Keep in mind that app.api is the application that defines our API endpoint. We can take that same application and deploy it in a context, and with configuration, that is more appropriate for local execution:

import app
import clearskies


api_in_wsgi = clearskies.contexts.wsgi(
    app.api,
    additional_configs=[
        clearskies.secrets.additional_configs.mysql_connection_dynamic_producer_via_ssh_cert_bastion(),
        clearskies.secrets.akeyless_saml_auth(),
    ],
)
def application(env, start_response):
    return api_in_wsgi(env, start_response)

This code could then be attached to a WSGI server and run locally. If you wanted to connect to the database with an SQL client instead of the application, clearskies also has built in tooling to launch an SQL client connected to the database. Of course, it needs configuration information to do this- the IP address of the bastion host, the path to the dynamic producer, etc… These could be set as environment variables or you could put them in a .env file to be read by clearskies:

akeyless_mysql_dynamic_producer = "/path/to/producer/in/Akeyless"
akeyless_mysql_bastion_host = "555.555.555.555" # Ip address for bastion
akeyless_mysql_bastion_username = "ubuntu"
akeyless_mysql_bastion_cert_issuer_name = "/path/to/ssh/cert/issuer/in/Akeyless"
akeyless_mysql_bastion_local_proxy_port = 8888
db_host = "database.server.endpoint.aws.com"
db_database = "database_name"

In fact, since none of this is actually sensitive data, you can just add this .env file to your repository (likely with a BIG comment on the top letting developers know that they must not place secrets in it). This makes it incredibly easy to grant access to developers. If a new teammate joins and needs access to the database from their local machine, we simply grant them SAML access to the appropriate role in Akeyless. They can then clone the repository and immediately connect to the database and run applications against it: no handing out SSH keys, asking a database admin for credentials, copying and pasting hard-coded credentials, etc…

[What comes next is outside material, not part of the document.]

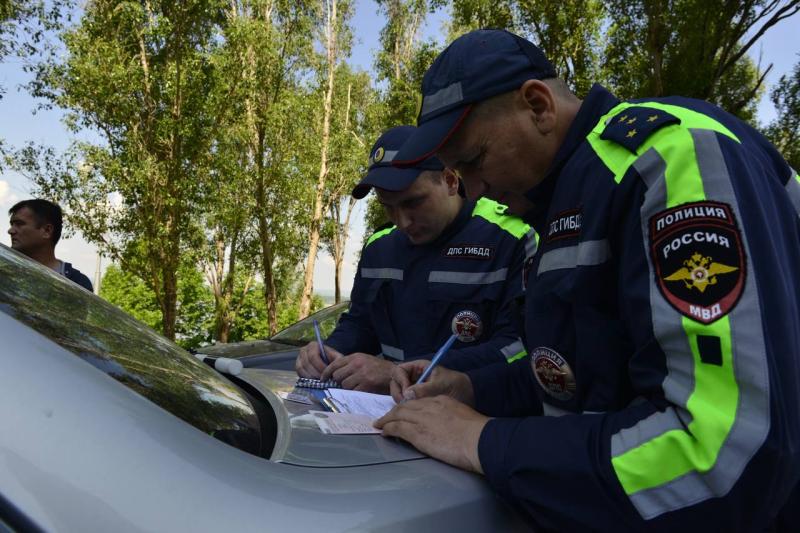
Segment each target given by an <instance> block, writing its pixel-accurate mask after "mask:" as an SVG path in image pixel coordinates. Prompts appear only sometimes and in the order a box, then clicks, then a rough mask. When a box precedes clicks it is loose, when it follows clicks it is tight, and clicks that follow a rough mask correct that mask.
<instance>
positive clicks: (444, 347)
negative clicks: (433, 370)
mask: <svg viewBox="0 0 800 533" xmlns="http://www.w3.org/2000/svg"><path fill="white" fill-rule="evenodd" d="M457 338H458V335H455V334H454V335H450V338H449V339H447V340H446V341H445V343H444V344H442V347H441V348H439V350H438V351H437V352H436V355H434V356H433V359H431V364H429V365H428V367H427V368H426V369H425V371H424V372H423V373H422V375H421V376H420V377H419V379H418V380H417V383H416V385H419V384H420V383H424V382H425V380H426V379H428V377H429V376H430V375H431V372H433V369H434V368H436V365H438V364H439V361H441V360H442V358H443V357H444V354H446V353H447V350H449V349H450V347H451V346H452V345H453V343H454V342H456V339H457Z"/></svg>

Similarly, if a developer leaves, they lose network, database, and AWS access immediately when their SAML access is revoked. This pattern also provides a strong layer of protection against stolen or lost developer machines/backups - on the off chance that an attacker gains access to the contents of a developers harddrive, they won’t find any credentials to steal.

Time Saving ROI!

To be explicit, these are the factors that come together to save substantial development time:

1. Our application fetches credentials directly from the secret manager
2. The secret manager automatically issues new credentials as needed.

The combination of these facts and a little bit of tooling means that we can easily control both network and database access in a single place, we ensure that every user has their own credentials, that all credentials are short-lived and automatically revoked, and that no manual effort is required when onboarding new developers. We end up with both stronger security and an easier development process!